Viva le Tour de France!
Essay Posted July 9, 2007 by James E. Nelson
America may be the most lucrative place for advertisers; it may have the highest paid athletes; it may even be the most desirable market for many athletes to compete in, but in the larger scheme of things, it’s small potatoes.
The Tour de France began this weekend in London and the pelaton will make it’s way toward the Champs d'Elysée in three weeks. Since the prologue is in London this year the British press has been reporting on “Le Tour” more than usual. This little item on the BBC sports feed last Friday caught my attention: “The event is watched by as many as 15 million people on the roadside every year with an estimated two billion watching on television over the three weeks.” [Note: That was written on Saturday. Since writing that, the numbers are final from the Prologue in London (one million spectators) and the first stage from London to Canterbury (two million spectators along the route).]
Those numbers must make Madison Avenue drool. Nothing in North America even comes close. On the other hand, I suspect that it would be difficult to translate those viewers into revenue stream in the same manner that they manage with the Super Bowl, for instance, is turned into a cash bonanza for the network showing the game. But this essay isn't about who can produce the most cash or create the snazziest commercial, it's about sport and how it is appreciated here and around the world.
America is football, while the rest of the world is FUTBOL!!!!!!!! America is Nascar while the rest of the world is Formula 1. The United States is baseball while those countries in the British orbit are cricket. And now that the Chinese, Italians, Azerbaijanis, and Canadians have players in the NBA, it seems everyone—except Americans—cares about basketball.
Of course, not everyone in the world has the same tastes in sport,
and American tastes certainly don't lean toward professional
bicycling. But that being said, just what is the fan attraction to
bicycling? Or at least, attending a race? I have thought that it
would be great fun to go to Spain to attend the Vuelta d'Espania, the
smallest of the three grand tours, but this year, watching the weekly
wrap-up of the Giro d'Italia and other races on television, I began
to notice that the crowd was many people thick. If you were lucky
enough to get close enough to the road to actually see the cyclists,
you'd stand there for hours just to get a glimpse of each cyclist
peddling by. There would be no context, no start nor finish. Upon
consideration, it seems an odd way to spend a day. And yet
thousands upon thousands (I had better change that
to millions) drop everything and do just that whenever one of the
Tours comes by their house.
But I suppose the truth of the matter is that attending public sport in many cases is less about “sport” and more about “public.” It's an opportunity to gather with like-minded people to be a part of the action, even if you don't know precisely what the action is. In this sense it's a lot like tail-gating at a football game or the Latin Mass. I have a friend who is Indian. I suppose it goes without saying that he's a cricket fan. He tells me (with a straight face, so I assume he's telling the truth) that a single cricket match can last five days. People evidently don't merely attend a match, they camp out. To an outsider like me, it seems less like a sport and more like a vigil. But Manoj tells me that you have to experience it to understand it. And once the experience is in your blood, you're an addict for life. Again, it sounds like he's saying that it's more about “public” and less about “sport.” Some events are simply bigger than the sum of their parts and you have to experience it first hand, even if in doing so you can't experience the event in its wholeness.

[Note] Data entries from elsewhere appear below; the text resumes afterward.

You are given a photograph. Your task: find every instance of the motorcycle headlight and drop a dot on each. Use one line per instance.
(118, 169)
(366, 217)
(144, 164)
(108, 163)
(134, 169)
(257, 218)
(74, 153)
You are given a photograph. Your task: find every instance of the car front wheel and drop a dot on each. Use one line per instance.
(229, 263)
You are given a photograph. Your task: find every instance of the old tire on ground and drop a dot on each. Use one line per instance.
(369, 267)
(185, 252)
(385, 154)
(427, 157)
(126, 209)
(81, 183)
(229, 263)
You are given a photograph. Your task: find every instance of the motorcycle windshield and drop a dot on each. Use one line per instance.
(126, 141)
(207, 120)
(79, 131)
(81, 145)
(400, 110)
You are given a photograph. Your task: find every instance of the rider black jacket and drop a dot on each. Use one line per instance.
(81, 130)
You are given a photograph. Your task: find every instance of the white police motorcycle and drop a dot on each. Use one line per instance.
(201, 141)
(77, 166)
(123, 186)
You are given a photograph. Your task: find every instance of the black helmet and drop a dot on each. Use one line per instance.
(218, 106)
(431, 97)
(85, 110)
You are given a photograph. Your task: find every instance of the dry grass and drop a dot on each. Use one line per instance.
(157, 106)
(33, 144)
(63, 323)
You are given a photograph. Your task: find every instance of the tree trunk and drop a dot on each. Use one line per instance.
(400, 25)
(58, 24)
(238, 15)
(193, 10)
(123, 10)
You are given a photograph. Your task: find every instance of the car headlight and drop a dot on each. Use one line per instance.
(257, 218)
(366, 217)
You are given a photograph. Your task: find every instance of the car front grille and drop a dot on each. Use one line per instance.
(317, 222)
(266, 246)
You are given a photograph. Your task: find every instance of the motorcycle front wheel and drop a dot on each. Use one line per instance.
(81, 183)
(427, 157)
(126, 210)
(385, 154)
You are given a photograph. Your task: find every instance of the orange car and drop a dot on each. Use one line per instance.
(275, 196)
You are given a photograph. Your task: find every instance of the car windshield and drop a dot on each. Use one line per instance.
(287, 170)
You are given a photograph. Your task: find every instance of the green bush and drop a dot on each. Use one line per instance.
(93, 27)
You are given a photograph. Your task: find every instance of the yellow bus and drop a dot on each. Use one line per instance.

Watching cycling on television is a different matter completely. Like all true sports, there's a great deal of technical skill and strategy. Although it's not obvious, it is also a team sport. But it is akin to basketball in that while the team and team strategy are absolutely vital, a talented individual can carry a team, such as a Lance or LeBron. But since the cameras travel on motorcycles right with the riders, it is possible to watch the whole event on television, in contrast to the passing glimpse one would get if you were present at the event.
So even though it's a non-event here in the States, I have to offer up a hurrah to the teams and riders and a pause with a bit of wonder that 15 million will be lining the roadsides of the race and possibly two billion at least occasionally tuning it in on their television sets. That's a remarkable “public” for this “sport.”
NOTE: The Tour de France will air daily throughout the event here in the U.S. on Versus (which used to be called the Outdoor Life Network, or OLN for short). Sadly few cable systems carry the channel, so it's not even available in a number of places. But I settled on DirecTV specifically because they carry Versus, so you're welcome to join me at 8:30 a.m., Central Daylight Time (or, since we're talking about a European event, maybe I should say, GMT -6) every day so that we can add a little bit of “public” to the “sport.”